One of my jobs as a photographer (pretty much the only one that pays, though it hasn't lately because the real estate market is in such a slump) is photographing houses for real estate brochures. This home was outside Tacoma: I had to take most of a day to go down and shoot it, and some six months later I still haven't been paid for the job.
But I love this one image, shot from the deck outside the house, because of the way the boundaries between within and without are blurred, and I find it very inviting.
I love the flowers on the deck, which appear to rest on the blanket draped across the couch; I love the serene presence of the Chinese statue within, the reflections of the trees and sky behind me even as we see more trees and sky through the window beyond the statue.
I love the counterpoint between the straight lines of the horizon and the deck railing and the curved lines of the flower bowl and the couch piping, and I enjoy the way the railing lines are echoed again through the window beyond, in the sleeve of the statue, and on the blanket itself.
For some reason the illusory nature of the boundaries between inside and outside in this image reminds me of a line from the Episcopal liturgy: "by him, with him and in him in the unity of the Holy Spirit." I confess I've never thought much about that phrase; all those prepositions seem to just roll past, gathering strength like a wave to enhance the impact of the next phrase, "in the unity of the Holy Spirit."

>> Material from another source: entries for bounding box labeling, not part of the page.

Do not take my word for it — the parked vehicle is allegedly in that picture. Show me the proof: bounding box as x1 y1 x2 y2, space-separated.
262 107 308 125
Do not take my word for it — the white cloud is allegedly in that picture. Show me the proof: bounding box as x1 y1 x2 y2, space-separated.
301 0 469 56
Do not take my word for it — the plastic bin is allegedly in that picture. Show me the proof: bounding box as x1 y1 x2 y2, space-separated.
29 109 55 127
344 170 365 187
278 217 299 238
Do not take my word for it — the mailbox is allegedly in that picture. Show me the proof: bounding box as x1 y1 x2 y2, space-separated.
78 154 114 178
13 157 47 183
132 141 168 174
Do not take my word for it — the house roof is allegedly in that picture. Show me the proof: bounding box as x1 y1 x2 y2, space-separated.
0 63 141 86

Which, of course, is one of the dangers of a beautiful liturgy recited exactly in the same way Sunday after Sunday: the words acquire a rhythm of their own and tend to lose their meaning. We stop listening, and think of other things, waiting for our cue to step forward and take the bread and wine.

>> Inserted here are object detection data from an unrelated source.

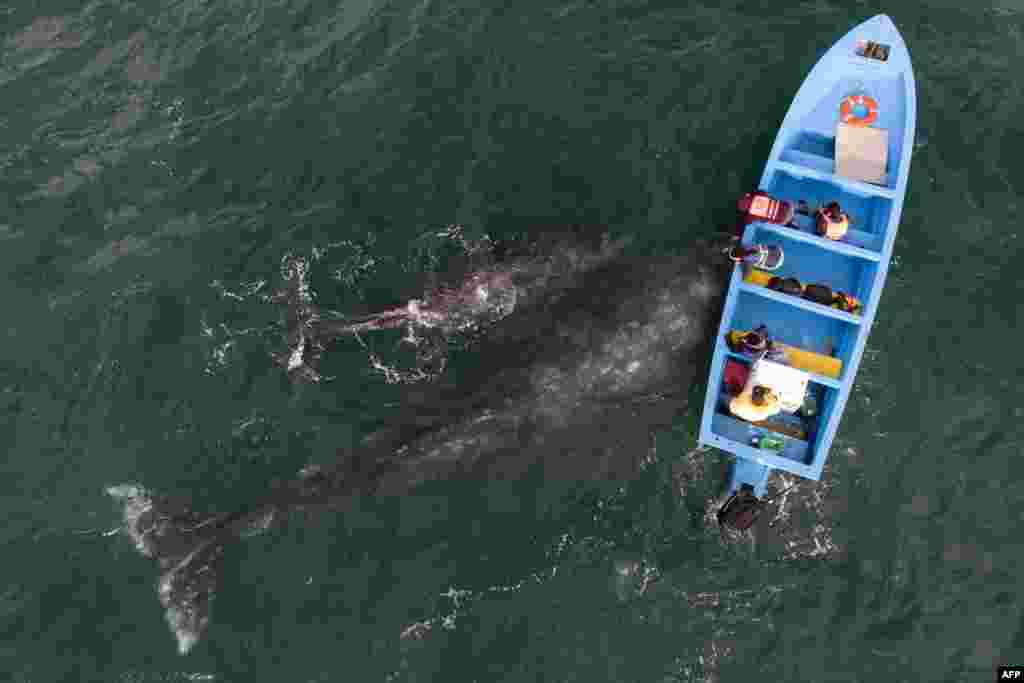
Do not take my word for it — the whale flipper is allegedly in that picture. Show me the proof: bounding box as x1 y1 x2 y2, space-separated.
108 485 239 654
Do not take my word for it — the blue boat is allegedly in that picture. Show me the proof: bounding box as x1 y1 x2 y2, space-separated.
699 14 916 511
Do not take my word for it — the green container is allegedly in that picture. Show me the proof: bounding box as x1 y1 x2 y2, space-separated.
757 434 785 453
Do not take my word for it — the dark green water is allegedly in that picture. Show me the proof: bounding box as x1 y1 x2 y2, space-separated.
0 0 1024 682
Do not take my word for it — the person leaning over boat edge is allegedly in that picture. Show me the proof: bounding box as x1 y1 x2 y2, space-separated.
729 382 782 422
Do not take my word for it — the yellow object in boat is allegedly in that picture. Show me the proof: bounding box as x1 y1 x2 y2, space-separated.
729 330 843 380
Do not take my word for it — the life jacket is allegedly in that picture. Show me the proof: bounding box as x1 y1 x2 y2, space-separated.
817 209 850 240
736 189 796 225
831 292 864 313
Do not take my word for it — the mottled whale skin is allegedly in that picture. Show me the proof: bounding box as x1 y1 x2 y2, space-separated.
110 228 728 653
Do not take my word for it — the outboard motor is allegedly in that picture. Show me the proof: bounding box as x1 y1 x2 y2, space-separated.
718 483 765 531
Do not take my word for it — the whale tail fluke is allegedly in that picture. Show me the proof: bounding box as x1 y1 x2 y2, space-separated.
106 485 233 654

It's a bit like the Lord's Prayer: I am remembering a sermon in which the preacher said the harshest word in the Lord's Prayer was "as." He paused briefly, as we all stared at him, perplexed, and then went on to explain. "You know. "Forgive us our trespasses AS we forgive those who trespass against us?" And I remember thinking, "Ouch!"
But what does that mean, by him and with him and in him in the unity of the Holy Spirit? If I pay attention to what I am reading about Christophany, this phrase appears to be addressing the nature of our mystical union with Jesus Christ.
I have to back up here a second and say that, for all I am willing to admit to being an Episcopalian, I find it VERY difficult to write words like these in this blog: priest, communion, Christ, Holy Spirit. Because Christians so often use those words as battering rams, or as exclusionary mechanisms, they have acquired an uncomfortable and invasive power that makes me -- and many others -- want to fold my arms across my chest and turn away.
Which is too bad. Because I suspect that the real power of the Christian faith may actually lie in those three little prepositions: by, in, and with. Because the magic that makes my often Buddhist heart repeatedly turn back to Christianity lies in the sense of mystical unity implied by those words. I love the thought of the Divine reaching out to us; that we are formed BY it, that, through Christ, it walks side-by-side WITH us; and that through the Holy Spirit it lives IN us -- as we live IN the divine.
I don't begin to understand how that might work, this blurring of boundaries between human and divine. And I am still not comfortable with some of those churchy religious words -- and even LESS comfortable with the ways those words have been used over the centuries to exclude, abuse, and excuse.
But there is a comfort in those three small prepositions, in the sense that there is a loving presence that reaches out to us, walks with us, lives in us and lifts us when we stumble or fall. And as, thinking of that comfort, my resistance to the Divine softens and blurs, so, too, the boundaries between self and other begin to blur, and I realize again the illusory nature of the divisions between us.